TAN LiZhi(), ZHAO YiQiang()   

  1. College of Biological Sciences, China Agricultural University, Beijing 100193
  • Received:2022-12-04 Accepted:2023-03-02 Published:2023-05-01 Online:2023-05-10

摘要:

全基因组关联分析(genome-wide association study,GWAS)是定位基因组中与性状显著关联的变异位点的有效方法。随着表型记录的完善、高通量基因型分型技术的发展,以及统计方法的改进,全基因组关联分析在人类疾病、动物植物遗传等领域得到了广泛的应用。假阳性是影响全基因组关联分析结果可靠性的重要因素之一。为了控制假阳性,除了校正P值,GWAS模型从最简单的方差分析(或用于质量性状的卡方检验)到加入固定效应协变量的普通线性模型(general linear model,GLM),再到加入随机效应的混合线性模型(mixed linear model,MLM)持续改进,控制了多种混杂因素导致的假阳性。将个体的遗传效应拟合为由基因组亲缘关系矩阵(genomic relationships matrix,GRM)定义的随机效应是目前常用的方法。由于MLM的参数估计大量消耗计算资源,研究人员不断尝试模型求解优化和GRM的构建优化(GRM的构建优化同时也提高了计算效率),最终将基于MLM计算的时间复杂度由O(MN3)逐步改进到O(MN),实现了计算速度与统计功效的飞跃。针对质量性状病例对照比失衡带来的假阳性问题,研究人员进一步对广义混合线性模型(generalized linear mixed model,GLMM)进行了校正。本文较全面地介绍了GWAS的基本原理和发展,着重阐述了GWAS中MLM模型的改进和优化细节,同时,列举了GWAS在农业中的应用,包括在植物、动物和微生物方面的研究成果,以及基于单倍型的GWAS应用。最后,从进一步提高GWAS统计功效和GWAS试验设计2个角度对GWAS未来的发展进行了展望。

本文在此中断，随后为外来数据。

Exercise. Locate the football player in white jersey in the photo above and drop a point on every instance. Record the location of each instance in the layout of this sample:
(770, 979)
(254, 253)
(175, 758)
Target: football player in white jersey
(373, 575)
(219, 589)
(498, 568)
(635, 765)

关键词: 全基因组关联分析, 复杂性状, 随机效应, 基因组亲缘关系矩阵, 混合线性模型

Abstract:

Genome-wide association study (GWAS) is an effective method to locate genomic loci that are significantly associated with traits. With the accumulated phenotypic data, the continuous development of high-throughput genotyping technology, and the improved statistical methods, it promotes the wide application of GWAS in area of human disease and animal and plant genetics. False positives are one of the important concerns that impair the reliability of genome-wide association results. To control the false positives, in addition to correcting the P-values, GWAS models have been continuously improved from the naive methods like ANOVA (for quantitative trait) or Chi-square test (for quality trait), to general linear model (GLM), which incorporates fixed-effect covariates, to the mixed linear model (MLM), which incorporates random effects. Fitting individual genetic effects into random effects defined by the genomic relationships matrix (GRM) is commonly adapted currently. Since the parameter estimation of MLM consumes a lot of computational resources, researchers have tried to optimize solving models and constructing GRM (which also improves computing efficiency), and the time complexity gradually decreased from O(MN3) to O(MN) for MLM-based methods, achieving a great leap in computational speed and statistical efficacy. For inflations caused by unbalanced case-control data, researchers further correct the generalized mixed linear model (GLMM). This paper comprehensively introduces the basic principles and development of GWAS, with specific emphasis on the model improvement and optimization details. We also list the applications of MLM in GWAS in agriculture, including progress on animals, plants and microbes, as well as the application of haplotype in GWAS. Finally, we give prospects on the future developments of GWAS from the viewpoints of further model optimization and experimental design.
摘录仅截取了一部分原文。